Are you a survivor? We are not, luckily, all Gloria Gaynors. She declared in 1979: ‘I’ve got all my life to live, and I’ve got all my love to give/ And I will survive.’ She has so far made good on her promise.
Surviving afflictions unscathed is not always an unmixed virtue. ‘She would be earning a good living somewhere… The Mary Taylors of the world were natural survivors,’ wrote P.D. James in Shroud for a Nightingale in 1971. Now, even a new biography of Margaret Beaufort (1443-1509) is subtitled Survivor, Rebel, Kingmaker. But what of those poor people who have gone through the misery of child sexual ‘grooming’? Are they victims or survivors? Or should they be neither?
Last week, after he withdrew his name for consideration as the chair of the national grooming inquiry, the thoughtful retired policeman Jim Gamble made a comment using both terms: ‘The police have understandably lost the trust of victims and survivors because some were corrupt.’

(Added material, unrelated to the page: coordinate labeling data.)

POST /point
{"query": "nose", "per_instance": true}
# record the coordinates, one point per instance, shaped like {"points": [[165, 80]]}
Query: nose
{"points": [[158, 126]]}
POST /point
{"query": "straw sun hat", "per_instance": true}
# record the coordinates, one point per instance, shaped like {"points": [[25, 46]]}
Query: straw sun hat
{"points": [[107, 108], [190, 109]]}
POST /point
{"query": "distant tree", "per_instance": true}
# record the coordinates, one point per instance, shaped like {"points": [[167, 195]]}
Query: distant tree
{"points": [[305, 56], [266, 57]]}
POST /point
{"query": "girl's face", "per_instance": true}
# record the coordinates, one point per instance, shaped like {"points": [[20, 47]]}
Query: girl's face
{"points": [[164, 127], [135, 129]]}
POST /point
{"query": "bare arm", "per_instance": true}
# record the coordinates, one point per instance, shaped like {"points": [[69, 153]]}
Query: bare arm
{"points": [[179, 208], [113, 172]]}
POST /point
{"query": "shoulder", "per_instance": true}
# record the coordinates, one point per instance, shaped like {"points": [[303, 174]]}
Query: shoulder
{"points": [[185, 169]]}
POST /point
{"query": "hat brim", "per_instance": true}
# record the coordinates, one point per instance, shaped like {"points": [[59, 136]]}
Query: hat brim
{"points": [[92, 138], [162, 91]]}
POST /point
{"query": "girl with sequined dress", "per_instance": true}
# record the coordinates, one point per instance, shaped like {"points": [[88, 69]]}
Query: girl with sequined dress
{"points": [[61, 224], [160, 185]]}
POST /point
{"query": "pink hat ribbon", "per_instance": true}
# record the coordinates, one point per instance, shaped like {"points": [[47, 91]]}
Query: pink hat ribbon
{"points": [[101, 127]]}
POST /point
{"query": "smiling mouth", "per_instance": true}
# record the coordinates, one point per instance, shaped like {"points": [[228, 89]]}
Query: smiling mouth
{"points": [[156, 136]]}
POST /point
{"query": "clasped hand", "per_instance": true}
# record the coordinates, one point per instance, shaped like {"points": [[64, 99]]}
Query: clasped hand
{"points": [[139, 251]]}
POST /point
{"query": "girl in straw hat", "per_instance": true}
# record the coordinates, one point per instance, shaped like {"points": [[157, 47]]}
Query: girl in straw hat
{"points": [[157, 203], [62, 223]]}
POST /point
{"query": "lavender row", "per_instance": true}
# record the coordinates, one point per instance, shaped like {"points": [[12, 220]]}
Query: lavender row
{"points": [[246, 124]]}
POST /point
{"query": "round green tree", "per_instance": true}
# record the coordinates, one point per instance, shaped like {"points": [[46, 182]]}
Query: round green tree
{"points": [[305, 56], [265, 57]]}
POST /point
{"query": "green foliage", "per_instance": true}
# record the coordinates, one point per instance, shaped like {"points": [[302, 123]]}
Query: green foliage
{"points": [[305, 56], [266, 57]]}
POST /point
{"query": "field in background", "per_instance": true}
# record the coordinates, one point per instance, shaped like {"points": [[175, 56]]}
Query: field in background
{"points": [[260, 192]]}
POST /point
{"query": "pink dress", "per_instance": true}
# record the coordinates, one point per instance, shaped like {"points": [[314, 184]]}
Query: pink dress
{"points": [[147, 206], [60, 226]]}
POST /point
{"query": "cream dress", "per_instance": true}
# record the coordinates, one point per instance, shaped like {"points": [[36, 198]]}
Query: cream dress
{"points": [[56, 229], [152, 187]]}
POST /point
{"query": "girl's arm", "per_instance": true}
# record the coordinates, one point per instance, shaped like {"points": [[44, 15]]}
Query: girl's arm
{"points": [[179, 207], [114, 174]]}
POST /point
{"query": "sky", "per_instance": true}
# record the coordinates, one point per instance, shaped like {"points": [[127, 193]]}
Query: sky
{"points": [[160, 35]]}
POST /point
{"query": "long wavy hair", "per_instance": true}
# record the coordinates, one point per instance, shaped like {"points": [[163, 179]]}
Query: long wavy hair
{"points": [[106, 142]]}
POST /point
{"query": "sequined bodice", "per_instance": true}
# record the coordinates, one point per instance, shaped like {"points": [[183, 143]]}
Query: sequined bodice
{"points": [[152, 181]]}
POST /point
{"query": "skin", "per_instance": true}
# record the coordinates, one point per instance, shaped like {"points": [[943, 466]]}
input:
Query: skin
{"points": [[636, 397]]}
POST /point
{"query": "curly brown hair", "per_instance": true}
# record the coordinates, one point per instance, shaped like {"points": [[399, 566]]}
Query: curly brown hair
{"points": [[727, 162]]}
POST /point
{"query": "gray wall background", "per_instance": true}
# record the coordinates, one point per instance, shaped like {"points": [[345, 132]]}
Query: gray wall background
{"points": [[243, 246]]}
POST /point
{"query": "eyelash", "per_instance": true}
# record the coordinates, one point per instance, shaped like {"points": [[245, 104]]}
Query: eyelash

In 2021, this sense of survivor was noticed by the OED as: ‘A person who has experienced a traumatic event or past abuse, especially of a sexual or psychological nature.’ In 1975 there was an example in the Los Angeles Free Press: ‘Welcome all survivors of rape, child molestation, welfare lines, botched abortions, unemployment and typing pools.’ There’s bathos in ‘typing pools’, oppressive as they might have been. As for victim, in the sense of ‘a person who has been intentionally harmed, injured, or killed’, the OED notes that ‘in some contexts survivor is now used in preference to victim’. Yet since 2004 a Victims’ Commissioner has been set up in law. She takes notice only of victims of crime. There has been a recent trend to turn misfortune into victimhood, as in the #MeToo and Black Lives Matter campaigns. Donald Trump presents his prosecutions as evidence of his victimhood, but when a bullet nicks his ear, he is a survivor.